At least economic consultants won’t be too badly affected by the downturn. The emissions trading debate has been a boon for them, with industry groups regularly commissioning modelling to demonstrate the disaster that awaits us if we try to do something serious about reducing carbon emissions — although, of course, they remain committed to facing the very serious challenge of addressing climate change.
We’ve complained a couple of times about environmental groups and the Greens failing to match this onslaught of dodgy numbers and flawed assumptions. However, in September the Climate Institute produced a commissioned report examining the question of whether it cost more to start slowly under an emissions trading scheme and accelerate later, or to go hard early with a higher carbon price, and whether complementary measures such as renewable energy targets could reduce the cost of carbon abatement.
The report looked at the electricity industry specifically, and concluded that long-run electricity price increases were lower under an “early action” approach, especially if coupled with complementary measures. The caveat was that in the first two decades, the costs of early action were higher, but declined after 2030, whereas a soft start meant much higher prices between 2030 and 2050.
The Australian Industry Greenhouse Network, an industry grouping of Australia’s biggest polluters (the coal, aluminium, forestry, electricity, mining and steel industries, including the splendidly named Australasian Slag Association), decided to hit back hard, hiring Access Economics to reply with its own modelling.
Access is of course the biggest name in economic consulting, even if their reputation for accurate prediction has taken a hit – along with everyone else’s — over the last year. Yesterday AIGN released the Access Report , with the not entirely unexpected conclusion that early action will cost more.
However, even the biggest names are not immune from the “rubbish in, rubbish out” principle, and the Climate Institute commendably counter-punched immediately, pointing out the flaws in the AIGN report. It was telling that Access didn’t actually find any fault with the Climate Institute modelling, conducted by McLennan Magasanik Associates. Instead, Access opted to model the economy-wide consequences of the Climate Institute scenarios, rather than those for the electricity industry, which was the subject of the original report.
Fair enough, you might think. Except Access cut off its modelling at 2030, and declared the contest over. “The economic costs projected under the ‘early action scenario are projected 41-45 per cent higher than the ‘soft start’ scenario over the period 2010-30.”
Conveniently, 2030 is about the point in the MMA modelling when the costs of ‘early action’ are overtaken by those under the “soft start” option for most scenarios. Thereafter, the cost of carbon permits under the latter option overtakes that of the “early action” scenario and the gap continues to widen for the next two decades.
The disparity is nicely illustrated by a graph that shows that carbon price the electricity industry would face under the different scenarios — and the benefits of complementary measures.
This makes intuitive sense. Doing more earlier to reduce carbon emissions drives the switch to a low-carbon economy more quickly. Leaving it merely delays the costs associated with that switch — and, although the modelling doesn’t capture it, increases the costs of climate change.

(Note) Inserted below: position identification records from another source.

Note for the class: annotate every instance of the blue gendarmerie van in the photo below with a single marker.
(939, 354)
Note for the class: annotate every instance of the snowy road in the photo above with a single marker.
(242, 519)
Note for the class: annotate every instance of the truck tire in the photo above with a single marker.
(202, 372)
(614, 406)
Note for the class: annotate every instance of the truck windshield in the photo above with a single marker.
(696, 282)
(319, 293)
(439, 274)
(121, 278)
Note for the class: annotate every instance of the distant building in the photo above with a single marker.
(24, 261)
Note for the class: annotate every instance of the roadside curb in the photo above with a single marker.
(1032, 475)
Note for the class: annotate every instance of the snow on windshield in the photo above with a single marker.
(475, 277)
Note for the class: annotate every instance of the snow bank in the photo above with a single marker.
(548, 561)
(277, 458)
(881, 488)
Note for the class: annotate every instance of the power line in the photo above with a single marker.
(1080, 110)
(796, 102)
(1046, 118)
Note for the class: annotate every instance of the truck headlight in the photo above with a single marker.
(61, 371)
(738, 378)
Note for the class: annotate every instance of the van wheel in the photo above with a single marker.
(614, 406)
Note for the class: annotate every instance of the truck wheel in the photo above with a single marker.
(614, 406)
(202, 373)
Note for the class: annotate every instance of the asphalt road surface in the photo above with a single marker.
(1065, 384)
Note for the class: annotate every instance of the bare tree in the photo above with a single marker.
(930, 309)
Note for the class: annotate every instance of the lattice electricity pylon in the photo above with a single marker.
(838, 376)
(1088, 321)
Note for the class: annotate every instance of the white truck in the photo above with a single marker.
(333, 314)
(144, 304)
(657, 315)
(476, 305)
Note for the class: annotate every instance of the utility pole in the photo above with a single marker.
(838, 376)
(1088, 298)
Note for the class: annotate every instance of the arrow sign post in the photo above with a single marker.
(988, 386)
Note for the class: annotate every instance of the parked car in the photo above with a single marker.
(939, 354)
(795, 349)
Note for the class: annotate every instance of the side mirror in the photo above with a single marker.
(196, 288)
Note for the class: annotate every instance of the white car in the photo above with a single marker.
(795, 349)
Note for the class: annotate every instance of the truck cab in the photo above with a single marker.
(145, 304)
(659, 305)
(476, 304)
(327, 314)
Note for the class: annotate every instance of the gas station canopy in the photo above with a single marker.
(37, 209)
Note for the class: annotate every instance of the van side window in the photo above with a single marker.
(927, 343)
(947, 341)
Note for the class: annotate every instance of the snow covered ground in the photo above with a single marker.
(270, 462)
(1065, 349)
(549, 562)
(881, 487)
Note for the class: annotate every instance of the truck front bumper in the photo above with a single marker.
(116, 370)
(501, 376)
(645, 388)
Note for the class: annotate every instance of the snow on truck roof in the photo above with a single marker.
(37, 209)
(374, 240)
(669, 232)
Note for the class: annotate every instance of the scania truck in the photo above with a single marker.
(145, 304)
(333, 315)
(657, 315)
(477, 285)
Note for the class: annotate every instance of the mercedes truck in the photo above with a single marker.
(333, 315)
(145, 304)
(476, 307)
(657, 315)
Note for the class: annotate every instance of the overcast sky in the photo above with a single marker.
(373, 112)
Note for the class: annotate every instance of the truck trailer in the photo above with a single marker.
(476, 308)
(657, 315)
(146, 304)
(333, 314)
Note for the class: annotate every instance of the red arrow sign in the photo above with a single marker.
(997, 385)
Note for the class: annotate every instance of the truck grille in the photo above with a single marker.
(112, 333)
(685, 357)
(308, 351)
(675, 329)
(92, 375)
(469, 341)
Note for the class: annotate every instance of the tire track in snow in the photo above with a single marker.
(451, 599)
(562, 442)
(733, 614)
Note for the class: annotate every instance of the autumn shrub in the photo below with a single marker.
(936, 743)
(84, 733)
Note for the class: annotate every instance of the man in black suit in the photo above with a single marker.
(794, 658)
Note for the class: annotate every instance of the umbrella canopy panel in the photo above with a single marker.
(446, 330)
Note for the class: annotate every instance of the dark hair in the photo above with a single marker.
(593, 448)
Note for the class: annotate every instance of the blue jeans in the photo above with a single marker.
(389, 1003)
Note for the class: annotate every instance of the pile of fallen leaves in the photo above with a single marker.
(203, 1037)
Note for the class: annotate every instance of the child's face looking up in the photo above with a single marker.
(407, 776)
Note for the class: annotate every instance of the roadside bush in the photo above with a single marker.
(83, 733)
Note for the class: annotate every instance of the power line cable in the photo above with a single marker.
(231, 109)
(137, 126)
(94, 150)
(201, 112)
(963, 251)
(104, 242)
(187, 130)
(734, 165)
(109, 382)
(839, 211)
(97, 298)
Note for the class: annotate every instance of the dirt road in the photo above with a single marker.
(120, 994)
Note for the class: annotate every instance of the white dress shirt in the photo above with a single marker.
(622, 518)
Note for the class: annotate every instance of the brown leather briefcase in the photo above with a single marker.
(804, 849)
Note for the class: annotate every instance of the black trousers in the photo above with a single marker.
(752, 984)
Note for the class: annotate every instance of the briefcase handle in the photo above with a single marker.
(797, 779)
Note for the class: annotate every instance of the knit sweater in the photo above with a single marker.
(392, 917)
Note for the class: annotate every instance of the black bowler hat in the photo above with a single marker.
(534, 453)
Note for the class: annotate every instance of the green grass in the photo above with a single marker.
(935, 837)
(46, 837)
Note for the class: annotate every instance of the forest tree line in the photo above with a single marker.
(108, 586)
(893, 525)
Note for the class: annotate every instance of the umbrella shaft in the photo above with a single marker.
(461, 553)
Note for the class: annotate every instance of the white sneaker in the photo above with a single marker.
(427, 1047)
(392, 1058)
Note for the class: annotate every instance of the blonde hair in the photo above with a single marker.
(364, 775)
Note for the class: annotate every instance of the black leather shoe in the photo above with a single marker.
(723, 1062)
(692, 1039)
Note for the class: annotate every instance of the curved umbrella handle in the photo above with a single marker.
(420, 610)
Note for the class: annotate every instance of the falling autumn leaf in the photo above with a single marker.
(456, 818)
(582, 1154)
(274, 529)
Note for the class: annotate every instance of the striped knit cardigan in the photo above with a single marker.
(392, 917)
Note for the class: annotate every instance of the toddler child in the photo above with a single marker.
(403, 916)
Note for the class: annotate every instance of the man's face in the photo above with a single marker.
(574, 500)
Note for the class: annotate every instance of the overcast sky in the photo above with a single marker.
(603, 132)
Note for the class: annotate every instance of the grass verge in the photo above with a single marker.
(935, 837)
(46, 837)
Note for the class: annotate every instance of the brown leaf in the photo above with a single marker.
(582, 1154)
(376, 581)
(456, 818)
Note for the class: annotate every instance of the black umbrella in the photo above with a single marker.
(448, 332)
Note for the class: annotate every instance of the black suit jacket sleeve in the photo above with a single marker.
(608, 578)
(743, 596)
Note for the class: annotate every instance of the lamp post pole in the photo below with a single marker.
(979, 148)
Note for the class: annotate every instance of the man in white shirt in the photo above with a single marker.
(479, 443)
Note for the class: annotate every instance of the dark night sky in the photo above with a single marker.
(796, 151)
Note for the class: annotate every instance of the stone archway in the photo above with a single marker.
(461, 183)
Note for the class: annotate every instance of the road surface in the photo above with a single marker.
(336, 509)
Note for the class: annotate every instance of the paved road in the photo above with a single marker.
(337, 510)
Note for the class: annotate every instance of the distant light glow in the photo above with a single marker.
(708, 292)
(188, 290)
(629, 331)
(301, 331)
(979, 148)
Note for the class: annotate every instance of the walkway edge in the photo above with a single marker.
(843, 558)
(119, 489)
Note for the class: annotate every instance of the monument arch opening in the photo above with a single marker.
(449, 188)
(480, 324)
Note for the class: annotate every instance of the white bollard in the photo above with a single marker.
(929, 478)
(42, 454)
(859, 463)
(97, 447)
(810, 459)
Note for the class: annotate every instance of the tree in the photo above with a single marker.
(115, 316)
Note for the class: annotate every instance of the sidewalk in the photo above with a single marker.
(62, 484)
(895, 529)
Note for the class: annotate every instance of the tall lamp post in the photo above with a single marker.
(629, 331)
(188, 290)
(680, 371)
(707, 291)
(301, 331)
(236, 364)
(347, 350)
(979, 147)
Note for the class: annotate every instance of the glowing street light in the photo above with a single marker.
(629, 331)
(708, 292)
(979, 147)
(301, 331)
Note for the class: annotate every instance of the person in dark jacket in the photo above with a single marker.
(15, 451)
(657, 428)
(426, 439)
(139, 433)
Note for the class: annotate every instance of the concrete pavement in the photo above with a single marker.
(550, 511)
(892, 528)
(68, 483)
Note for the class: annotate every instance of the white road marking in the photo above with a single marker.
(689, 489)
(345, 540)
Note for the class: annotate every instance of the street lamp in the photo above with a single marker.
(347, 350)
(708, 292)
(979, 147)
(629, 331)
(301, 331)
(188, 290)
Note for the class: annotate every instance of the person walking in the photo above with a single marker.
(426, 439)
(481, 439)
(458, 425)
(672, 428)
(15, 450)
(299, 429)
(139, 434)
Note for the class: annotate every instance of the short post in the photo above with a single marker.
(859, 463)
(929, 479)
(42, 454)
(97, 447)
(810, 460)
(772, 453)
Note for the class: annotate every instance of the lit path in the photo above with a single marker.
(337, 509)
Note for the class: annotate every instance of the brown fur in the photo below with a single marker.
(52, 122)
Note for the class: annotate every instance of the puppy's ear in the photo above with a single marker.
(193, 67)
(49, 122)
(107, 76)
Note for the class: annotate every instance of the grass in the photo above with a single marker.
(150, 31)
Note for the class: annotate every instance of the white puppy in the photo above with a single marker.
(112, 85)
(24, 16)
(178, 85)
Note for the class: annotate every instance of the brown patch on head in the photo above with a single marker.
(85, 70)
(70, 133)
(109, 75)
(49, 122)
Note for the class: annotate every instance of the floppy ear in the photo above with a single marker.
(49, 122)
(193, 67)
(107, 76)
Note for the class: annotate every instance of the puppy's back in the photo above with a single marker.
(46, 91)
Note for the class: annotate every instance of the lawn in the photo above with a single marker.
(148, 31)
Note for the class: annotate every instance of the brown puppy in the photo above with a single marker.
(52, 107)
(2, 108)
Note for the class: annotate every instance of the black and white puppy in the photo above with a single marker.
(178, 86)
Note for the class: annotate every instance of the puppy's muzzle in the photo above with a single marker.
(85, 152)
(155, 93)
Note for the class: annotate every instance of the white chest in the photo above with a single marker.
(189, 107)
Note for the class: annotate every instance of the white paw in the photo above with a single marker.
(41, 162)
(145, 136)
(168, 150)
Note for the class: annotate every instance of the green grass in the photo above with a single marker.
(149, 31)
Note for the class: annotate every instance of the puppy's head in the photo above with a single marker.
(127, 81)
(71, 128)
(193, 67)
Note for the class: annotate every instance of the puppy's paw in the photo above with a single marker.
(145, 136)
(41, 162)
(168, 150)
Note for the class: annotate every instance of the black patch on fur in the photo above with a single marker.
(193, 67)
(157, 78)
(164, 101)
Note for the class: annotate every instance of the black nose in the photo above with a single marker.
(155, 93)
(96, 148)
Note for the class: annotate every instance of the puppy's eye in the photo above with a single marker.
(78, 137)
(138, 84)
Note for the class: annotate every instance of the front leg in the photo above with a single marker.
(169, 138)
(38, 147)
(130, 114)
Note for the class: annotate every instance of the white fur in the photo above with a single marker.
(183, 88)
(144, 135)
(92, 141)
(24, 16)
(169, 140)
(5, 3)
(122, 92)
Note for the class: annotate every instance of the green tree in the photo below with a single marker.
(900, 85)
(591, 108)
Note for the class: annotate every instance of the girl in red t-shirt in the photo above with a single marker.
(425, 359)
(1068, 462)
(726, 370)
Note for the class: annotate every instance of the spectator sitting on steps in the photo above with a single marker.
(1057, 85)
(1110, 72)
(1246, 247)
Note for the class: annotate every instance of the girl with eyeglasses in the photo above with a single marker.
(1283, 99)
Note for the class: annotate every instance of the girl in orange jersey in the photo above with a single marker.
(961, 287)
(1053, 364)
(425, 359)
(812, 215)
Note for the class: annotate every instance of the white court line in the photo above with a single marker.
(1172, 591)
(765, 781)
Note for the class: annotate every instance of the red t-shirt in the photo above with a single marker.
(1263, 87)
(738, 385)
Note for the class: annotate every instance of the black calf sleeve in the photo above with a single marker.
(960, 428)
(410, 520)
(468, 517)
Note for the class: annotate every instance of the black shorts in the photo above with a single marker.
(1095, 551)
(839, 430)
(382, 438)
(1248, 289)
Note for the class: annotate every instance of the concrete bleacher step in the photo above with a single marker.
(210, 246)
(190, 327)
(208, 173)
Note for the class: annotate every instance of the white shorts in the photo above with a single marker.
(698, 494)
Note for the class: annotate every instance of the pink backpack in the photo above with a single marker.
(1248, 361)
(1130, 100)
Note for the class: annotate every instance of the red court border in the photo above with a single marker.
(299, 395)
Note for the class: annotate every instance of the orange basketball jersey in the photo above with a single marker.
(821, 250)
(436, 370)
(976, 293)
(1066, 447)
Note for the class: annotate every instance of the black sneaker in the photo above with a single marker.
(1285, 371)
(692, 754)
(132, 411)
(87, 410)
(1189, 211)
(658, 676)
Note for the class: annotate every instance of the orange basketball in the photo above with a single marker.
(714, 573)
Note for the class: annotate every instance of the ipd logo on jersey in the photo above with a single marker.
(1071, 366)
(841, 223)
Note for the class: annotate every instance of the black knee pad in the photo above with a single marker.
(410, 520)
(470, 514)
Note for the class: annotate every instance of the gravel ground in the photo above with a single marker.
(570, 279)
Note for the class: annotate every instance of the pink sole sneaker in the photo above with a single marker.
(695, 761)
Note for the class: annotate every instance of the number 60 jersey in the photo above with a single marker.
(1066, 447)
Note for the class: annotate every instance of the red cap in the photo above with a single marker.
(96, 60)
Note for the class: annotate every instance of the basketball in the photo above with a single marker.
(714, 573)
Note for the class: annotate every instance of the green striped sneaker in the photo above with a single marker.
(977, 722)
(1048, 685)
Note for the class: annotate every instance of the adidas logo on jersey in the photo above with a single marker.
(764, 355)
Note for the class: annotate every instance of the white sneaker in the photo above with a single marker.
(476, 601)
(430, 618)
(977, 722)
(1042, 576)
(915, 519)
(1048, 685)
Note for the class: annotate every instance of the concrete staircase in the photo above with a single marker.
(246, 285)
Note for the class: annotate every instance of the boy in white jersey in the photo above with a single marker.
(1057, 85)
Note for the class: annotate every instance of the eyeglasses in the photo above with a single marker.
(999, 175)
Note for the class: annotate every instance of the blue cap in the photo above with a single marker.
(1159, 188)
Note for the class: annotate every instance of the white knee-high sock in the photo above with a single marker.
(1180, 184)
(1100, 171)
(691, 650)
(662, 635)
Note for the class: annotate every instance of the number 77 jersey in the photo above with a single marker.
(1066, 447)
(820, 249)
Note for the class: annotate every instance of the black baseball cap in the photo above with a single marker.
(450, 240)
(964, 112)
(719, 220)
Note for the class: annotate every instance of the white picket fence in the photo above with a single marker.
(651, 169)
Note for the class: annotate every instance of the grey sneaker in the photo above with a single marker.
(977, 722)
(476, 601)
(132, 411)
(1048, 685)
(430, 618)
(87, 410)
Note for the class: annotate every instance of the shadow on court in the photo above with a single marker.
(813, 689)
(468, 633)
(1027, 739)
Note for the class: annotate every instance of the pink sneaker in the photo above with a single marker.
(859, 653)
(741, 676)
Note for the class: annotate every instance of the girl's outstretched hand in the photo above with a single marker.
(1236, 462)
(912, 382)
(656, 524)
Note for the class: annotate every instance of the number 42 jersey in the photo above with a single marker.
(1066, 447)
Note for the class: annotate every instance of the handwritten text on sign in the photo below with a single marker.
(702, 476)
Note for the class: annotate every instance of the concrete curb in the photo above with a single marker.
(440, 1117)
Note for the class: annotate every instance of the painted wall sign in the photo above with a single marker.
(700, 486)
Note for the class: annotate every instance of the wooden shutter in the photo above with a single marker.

But even when Access stops the game at half-time and declares victory, it can’t muster a convincing set of numbers. It concludes that an “early action” scenario leads to a GNP being 0.5% lower in 2030 that it would have been under a “soft start”. That’s about two months’ economic growth.
To dramatise it, Access relies on the trick made famous by Brian Fisher at ABARE, of calculating the financial value of that GNP difference in current terms to suggest some vast imposition on Australians.
“Australian GDP is a cumulative $200b lower under an ‘early action’ scenario to 2030,” its report says. The only surprise is that they didn’t add that that’s $10,000 for every Australian.
This is about more than duelling models and economists for hire. The arguments of advocates of delays and “soft starts” in emissions trading are relying on our natural tendency to put off difficult tasks. It’s easy to commit ourselves — those of us who’ll still be around then — to harder action on climate change in 2030. Strangely, human nature won’t change by then. Come 2028, the descendants of the AIGN will start lobbying for further delay. There might be another economic slowdown then, or a need to get the details right, or Burkina Faso and Liechtenstein won’t have started emissions trading yet and we don’t want to lead the world now do we. Meantime, carbon levels rise, increasing the costs of climate change and adapting to it.
The economics say act as soon as possible.